NS: There’s a bit of me that wishes I’d made it more pop-y, because now the album’s been released and I’ve seen the response to it. My idea was that by making it more pop that I could reach a larger audience with it. I’m very aware that I exist within an echo chamber, because I have a great audience that’s small, but the people I want to reach aren’t in my immediate audience. A bit of me feels like I’ve failed because I didn’t reach as many people as I wanted to. But I’m not Adele or One Direction or Beyoncé, I can’t reach that wide an audience but it was more pop than my previous records. I wanted to make people dance, and inspire them while broaching theses topics. The audiences I do reach at my concerts, their batteries are recharged, so that’s why I made it more uplifting, to instill some hope.
NT: I think of bands like The Kills and Warpaint hearing the mix of dynamic rhythms coated in smoky dark tones, where do you find sonic inspiration these days?
It’s interesting you mention those bands, I’m a fan of both of them but nobody has picked up on that so far. Sonically the music I was listening to while making this record was Fela Kuti and Talking Heads, because I wanted that energy and pace to it. I wanted to incorporate those kinds of rhythms to bring energy to the tracks. It wasn’t the stuff I usually listen to which is more dark and macabre sounding, I’m a big fan of those kinds of sounds. I love Interpol, Joy Division, The Cure and Depeche Mode, lots of miserable stuff.
NT: Do you think your Jazz training is the reason you have such unorthodox writing within your more rock driven core?
NS: It’s always really weird. I find with interviews, you inform me more than I inform myself, it’s like therapy when people ask me where it comes from. The decisions I make are really subconscious, they’re not deliberate. I was making jazz music for years, so I’m used to making things without the limitations we have in pop. Coming from that world I don’t have it ingrained in me. I’m a big fan of those songs where it would go on for 15 minutes and it doesn’t change to much, I’m a fan of monotonous music. If you only have four or five minutes in a song, it feels kind of schizophrenic to chop and change from one thing to another. I like to set a tone and stick to it, that’s kind of similar to the jazz.

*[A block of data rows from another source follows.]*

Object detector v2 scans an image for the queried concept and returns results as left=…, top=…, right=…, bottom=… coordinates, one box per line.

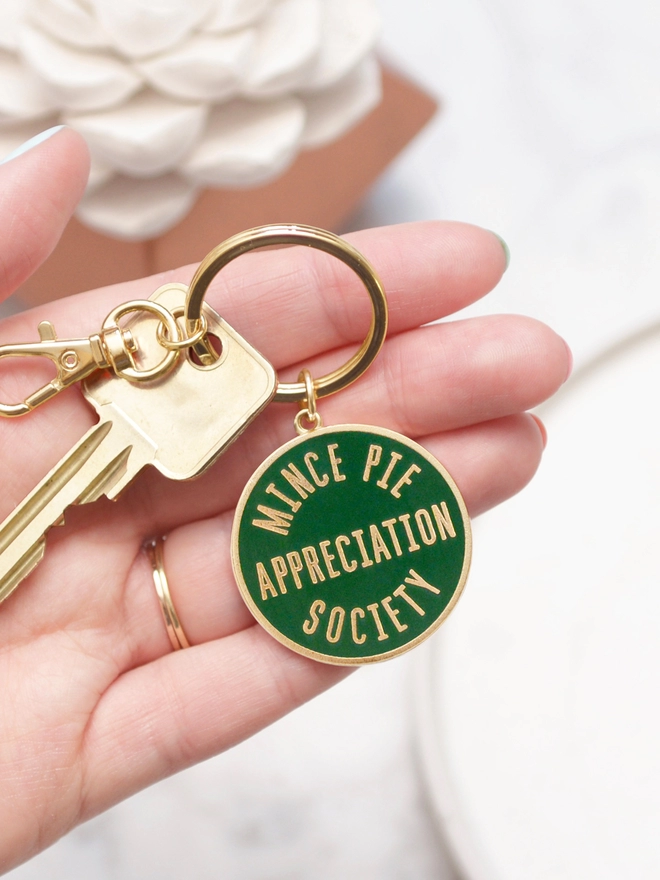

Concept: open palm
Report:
left=0, top=130, right=569, bottom=870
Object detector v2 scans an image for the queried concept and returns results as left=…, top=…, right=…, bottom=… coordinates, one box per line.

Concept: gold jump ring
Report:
left=156, top=306, right=209, bottom=351
left=185, top=224, right=387, bottom=403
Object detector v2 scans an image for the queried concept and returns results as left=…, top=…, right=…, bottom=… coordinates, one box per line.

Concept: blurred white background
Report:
left=10, top=0, right=660, bottom=880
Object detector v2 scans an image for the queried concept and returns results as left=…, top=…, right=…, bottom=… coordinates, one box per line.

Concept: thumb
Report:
left=0, top=126, right=89, bottom=300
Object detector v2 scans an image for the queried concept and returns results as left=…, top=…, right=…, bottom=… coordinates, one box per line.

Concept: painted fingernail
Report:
left=488, top=229, right=511, bottom=272
left=0, top=125, right=66, bottom=165
left=530, top=413, right=548, bottom=449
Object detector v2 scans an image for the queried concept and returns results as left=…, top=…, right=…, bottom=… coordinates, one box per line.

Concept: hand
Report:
left=0, top=130, right=569, bottom=870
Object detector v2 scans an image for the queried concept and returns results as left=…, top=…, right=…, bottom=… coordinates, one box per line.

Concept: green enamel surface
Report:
left=234, top=428, right=470, bottom=662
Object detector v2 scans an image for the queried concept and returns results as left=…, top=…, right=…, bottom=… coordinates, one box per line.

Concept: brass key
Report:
left=0, top=284, right=277, bottom=602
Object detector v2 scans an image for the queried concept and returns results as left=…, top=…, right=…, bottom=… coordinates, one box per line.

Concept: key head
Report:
left=83, top=284, right=277, bottom=480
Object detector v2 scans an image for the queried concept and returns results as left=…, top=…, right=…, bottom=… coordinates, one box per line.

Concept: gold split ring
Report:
left=144, top=538, right=190, bottom=651
left=186, top=224, right=387, bottom=403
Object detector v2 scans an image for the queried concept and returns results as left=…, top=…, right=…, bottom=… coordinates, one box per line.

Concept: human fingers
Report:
left=3, top=221, right=506, bottom=369
left=72, top=415, right=543, bottom=815
left=114, top=414, right=543, bottom=665
left=0, top=128, right=89, bottom=299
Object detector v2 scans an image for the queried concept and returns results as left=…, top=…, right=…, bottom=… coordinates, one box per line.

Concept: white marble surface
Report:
left=11, top=0, right=660, bottom=880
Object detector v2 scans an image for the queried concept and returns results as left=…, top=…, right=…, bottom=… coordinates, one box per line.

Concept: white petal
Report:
left=0, top=118, right=59, bottom=159
left=20, top=25, right=142, bottom=111
left=302, top=58, right=382, bottom=149
left=65, top=91, right=207, bottom=177
left=181, top=98, right=305, bottom=186
left=0, top=0, right=29, bottom=50
left=303, top=0, right=380, bottom=90
left=0, top=50, right=55, bottom=123
left=242, top=0, right=321, bottom=97
left=135, top=29, right=254, bottom=101
left=203, top=0, right=271, bottom=34
left=29, top=0, right=109, bottom=49
left=90, top=0, right=215, bottom=58
left=76, top=174, right=197, bottom=241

NT: In understand you worked on a score for the stage production of Get Carter so I was curious if there was anything you learned from that experience that your brought to this project in some way?
NS: I loved doing something that wasn’t necessarily under my name, it was a little anonymous, and it enabled me to be a bit more experimental, to play around with things more. So going into to this album, I didn’t feel as restrained as before. That in itself is part of the reason there’s a such a departure sonically on this record. I felt I could experiment as much as I wanted to. It’s also the most collaborative album I’ve done with Ben Hillier, and I let him be much more present on this one. I can’t take all the credit because it was 50/50 with Ben on this one.